Reality Winner, charged with leaking U.S. secrets to a news outlet, walks into the Federal Courthouse in Augusta, Ga., Tuesday, June 26, 2018. (Michael Holahan/The Augusta Chronicle via AP) (Photo: Michael Holahan, AP)
In June 2018, Winner pleaded guilty to a single felony count of unauthorized transmission of national defense information and in two months later was sentenced to five years, three months in federal prison. Then-President Donald Trump, in a tweet, suggested the sentence was excessive.
Grinter said Winner’s family members, who have been pushing for an early release for compassionate reasons, was at the U.S. Bureau of Prisons Medical Center-Carswell in Fort Worth when the release took place. Winner and her family did not plan to make a public statement, Grinter said.
Some very exciting news for #RealityWinner and her family!! pic.twitter.com/yjZf7xiitk
In January, Grinter confirmed that Winner had made a formal complaint that a prison guard “touched her inappropriately while she was sleeping” the previous March. Grinter, in an interview with the USA TODAY Network on Monday said she was unaware of the status of the complaint.

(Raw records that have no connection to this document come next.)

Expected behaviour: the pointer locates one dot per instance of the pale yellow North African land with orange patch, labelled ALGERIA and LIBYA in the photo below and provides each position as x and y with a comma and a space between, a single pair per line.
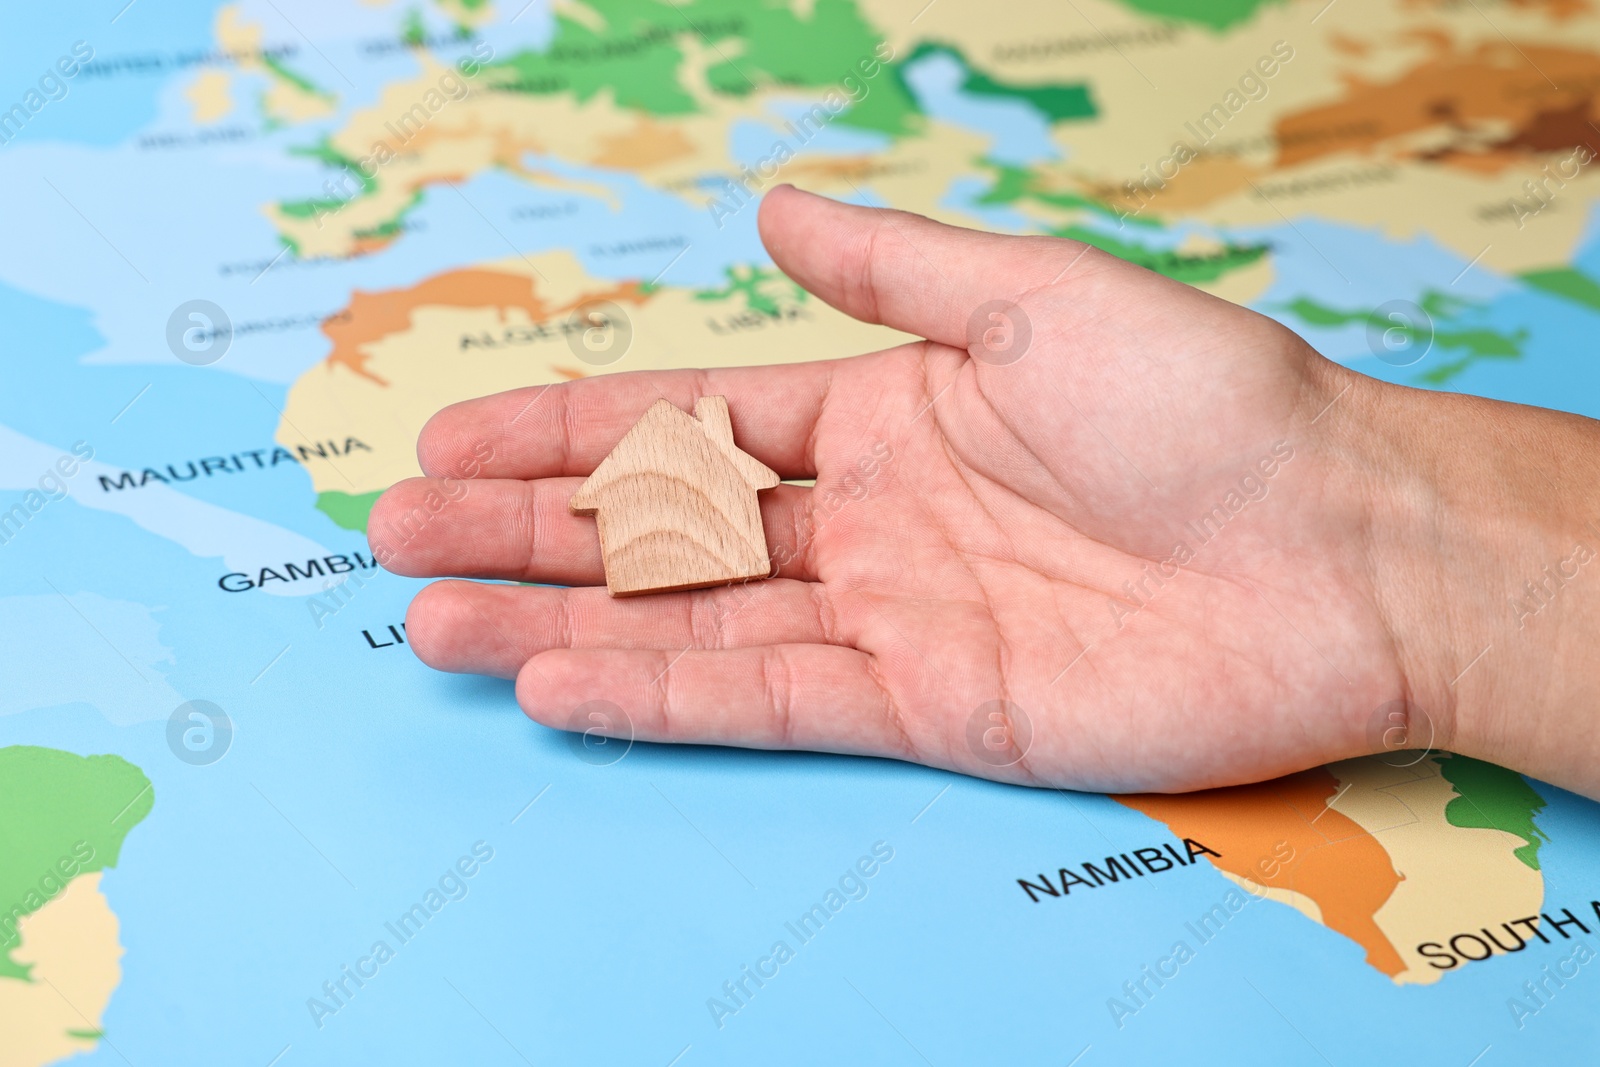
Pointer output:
399, 356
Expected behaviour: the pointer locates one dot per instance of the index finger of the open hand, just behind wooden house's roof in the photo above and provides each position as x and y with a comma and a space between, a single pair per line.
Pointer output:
566, 430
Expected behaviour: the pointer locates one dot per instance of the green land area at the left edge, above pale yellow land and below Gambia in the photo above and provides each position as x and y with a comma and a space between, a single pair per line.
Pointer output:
55, 807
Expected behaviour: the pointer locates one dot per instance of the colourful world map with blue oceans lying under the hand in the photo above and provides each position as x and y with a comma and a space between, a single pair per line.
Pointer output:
252, 247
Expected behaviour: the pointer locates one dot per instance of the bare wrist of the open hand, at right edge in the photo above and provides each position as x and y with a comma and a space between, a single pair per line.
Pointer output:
1484, 527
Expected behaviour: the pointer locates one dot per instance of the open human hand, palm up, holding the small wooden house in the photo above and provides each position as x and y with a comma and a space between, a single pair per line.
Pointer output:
1158, 535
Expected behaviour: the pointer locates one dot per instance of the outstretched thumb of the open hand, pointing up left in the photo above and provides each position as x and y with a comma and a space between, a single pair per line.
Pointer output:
910, 273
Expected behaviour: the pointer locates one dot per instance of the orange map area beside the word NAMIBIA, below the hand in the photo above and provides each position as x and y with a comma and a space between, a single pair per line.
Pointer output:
1335, 861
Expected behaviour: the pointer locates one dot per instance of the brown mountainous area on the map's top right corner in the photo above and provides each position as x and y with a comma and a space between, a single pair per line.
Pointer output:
1481, 110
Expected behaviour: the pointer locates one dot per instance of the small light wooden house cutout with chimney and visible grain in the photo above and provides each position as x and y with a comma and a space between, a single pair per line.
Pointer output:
676, 503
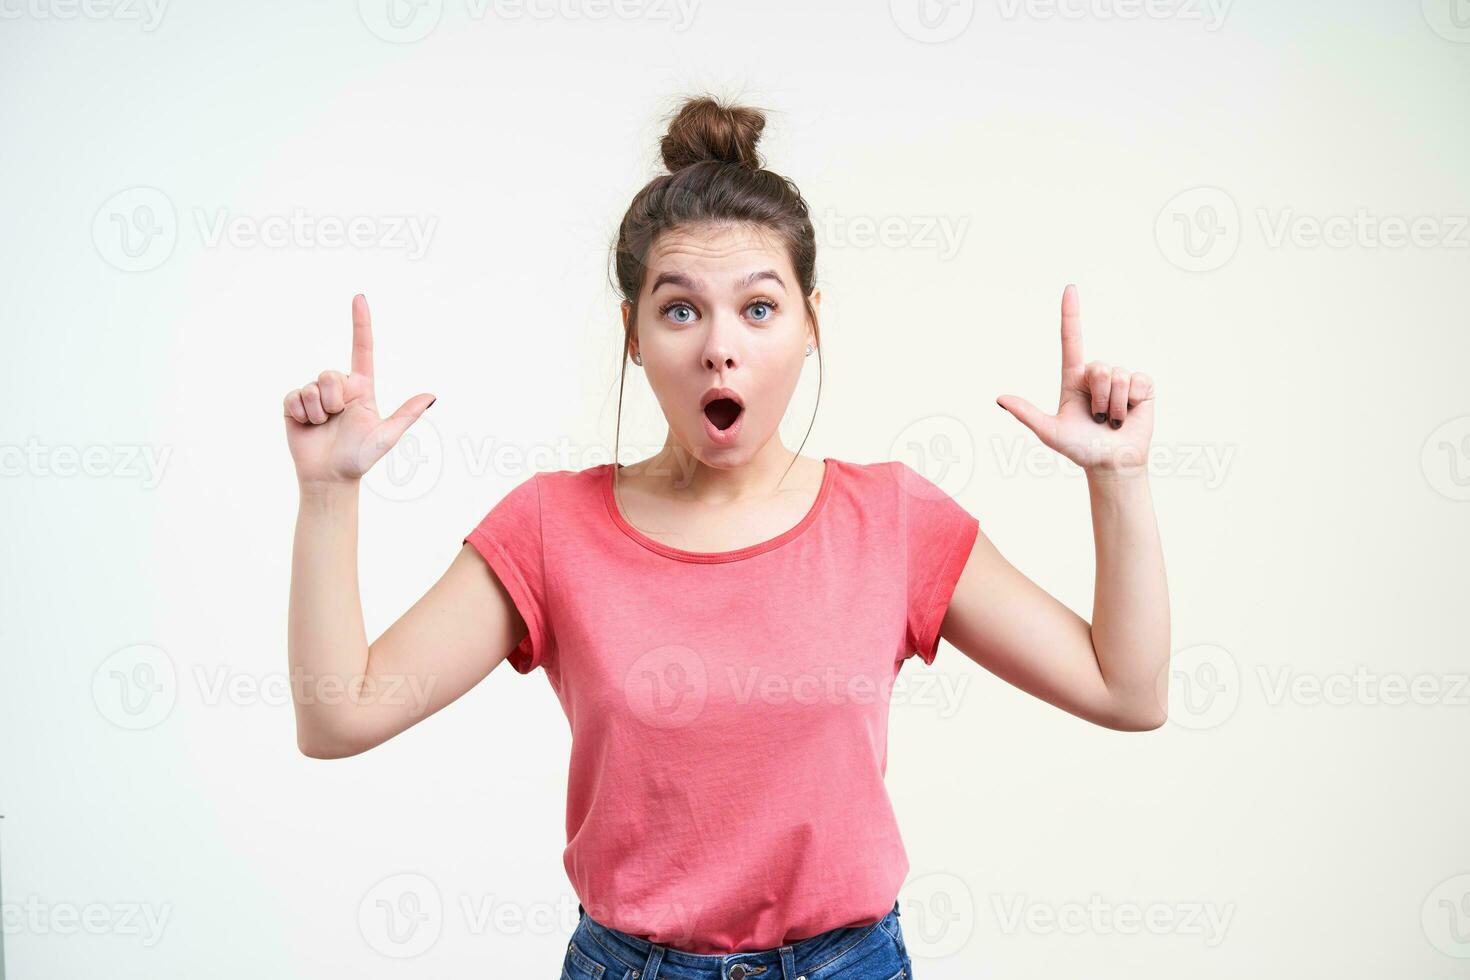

“I don’t know of any formal procedure,” Grinter said, adding that she wrote a stern letter to prison officials warning that the guard should not be allowed to oversee Winner or others who had made similar allegations.
It is too early to tell what future plans Winner might have, Grinter said.
“There is a lot of emotion work to do when you get out of the trauma of incarceration,” she said. “We haven’t talked about anything that would stress her out, like long-term plans, but I would be really surprised if she didn’t begin some kind of advocacy or activism work.”
A photo of Reality Winner from her time serving in the U.S. Air Force. (Photo: Contributed photo)
According to a 2017 profile by USA TODAY published after she was accused of leaking the top-secret material, Winner joined the Air Force shortly after graduating from high school. She speaks Pashto and Farsi and had served as a linguist.
After leaving the military, Winner went to work for a defense-contracting firm in Georgia.
In court papers released after her arrest, Winner told federal agents she removed the classified material from her office “folded in half in my pantyhose.” The documents also included social media exchanges she had with her sister, in which Winter said America was “literally the worst thing to happen on the planet. We invented capitalism the downfall of the environment.”
In her conversation with the agents about what she did, Winter told them, “Yeah, I screwed up royally.”
Because she pleaded guilty, Winner cannot appeal her conviction. But Grinter said the effort to clear Winter’s name will continue.
“We are going to continue to fight for a full pardon, which is, really, as far as I am concerned, the only thing that will do,” Grinter said.